After answering the questions, Mark facilitated polite debate among the instructors. I imagine a group of high school juniors and seniors having these same conversations.
In the next activity, Mark asked the instructors to stand on the far side of the room if they agreed with a statement or go near the door if they disagreed.
First up: “Robots should not be designed solely or primarily to kill or harm humans.” Most of the group goes to the far side of the room in agreement. Subjects including warfare, safety and responsibility occupied the room in discussion.
Next on the list: “Robots should be designed in ways that assure their safety and security.” Plenty of mixed reviews are shouted from both sides of the classroom before Mark reminds the instructors to raise their hands before speaking.

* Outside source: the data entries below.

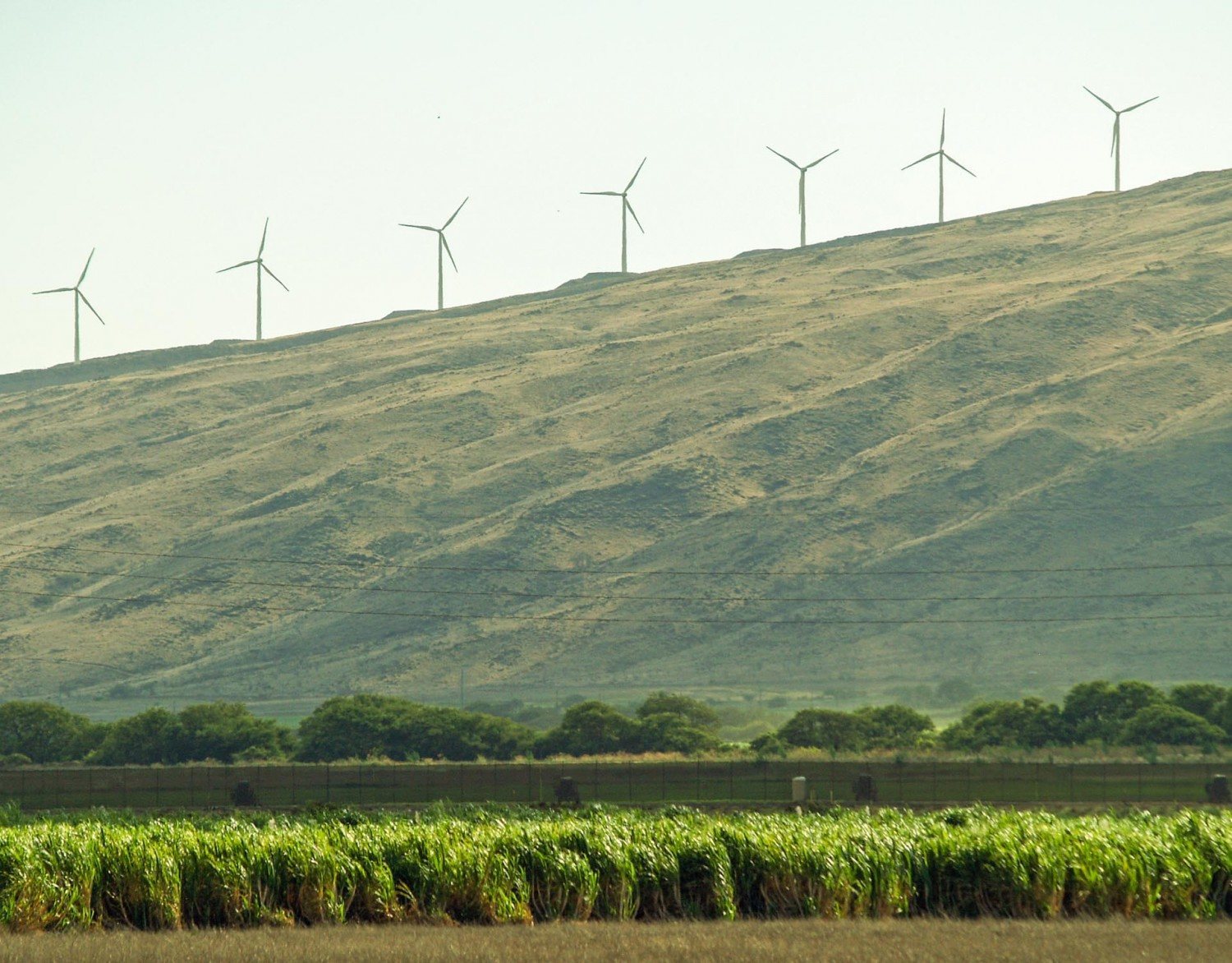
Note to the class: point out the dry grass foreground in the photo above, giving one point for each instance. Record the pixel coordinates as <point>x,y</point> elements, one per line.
<point>1000,392</point>
<point>916,941</point>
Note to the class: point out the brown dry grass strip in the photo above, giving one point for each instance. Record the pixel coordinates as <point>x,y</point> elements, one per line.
<point>885,941</point>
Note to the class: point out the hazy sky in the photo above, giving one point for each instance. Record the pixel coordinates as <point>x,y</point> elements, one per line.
<point>164,132</point>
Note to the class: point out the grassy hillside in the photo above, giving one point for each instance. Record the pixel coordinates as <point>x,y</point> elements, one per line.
<point>582,491</point>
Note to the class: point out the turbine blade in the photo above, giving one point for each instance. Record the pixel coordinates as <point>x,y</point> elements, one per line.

A hush comes over the room as Mark wraps up his robotics ethics lesson, one that I was not expecting heading into the class. Mark discusses the application of the class in regard to what the students are learning in school. While they may not be taught ethics in their everyday classrooms, the students have the opportunity to listen and learn after school with Mark’s lesson. He explains that the robotics ethics course is presented during a break in teaching the intricacies of robotics. The learning center teachers analyze Mark’s class and raise questions about how he develops the curriculum.
The staff learning session is simple but effective. Learn from one another’s lessons and determine how to apply new techniques to an already innovative method of teaching.
Until my next observation … keep education top of mind and never be afraid to learn something new!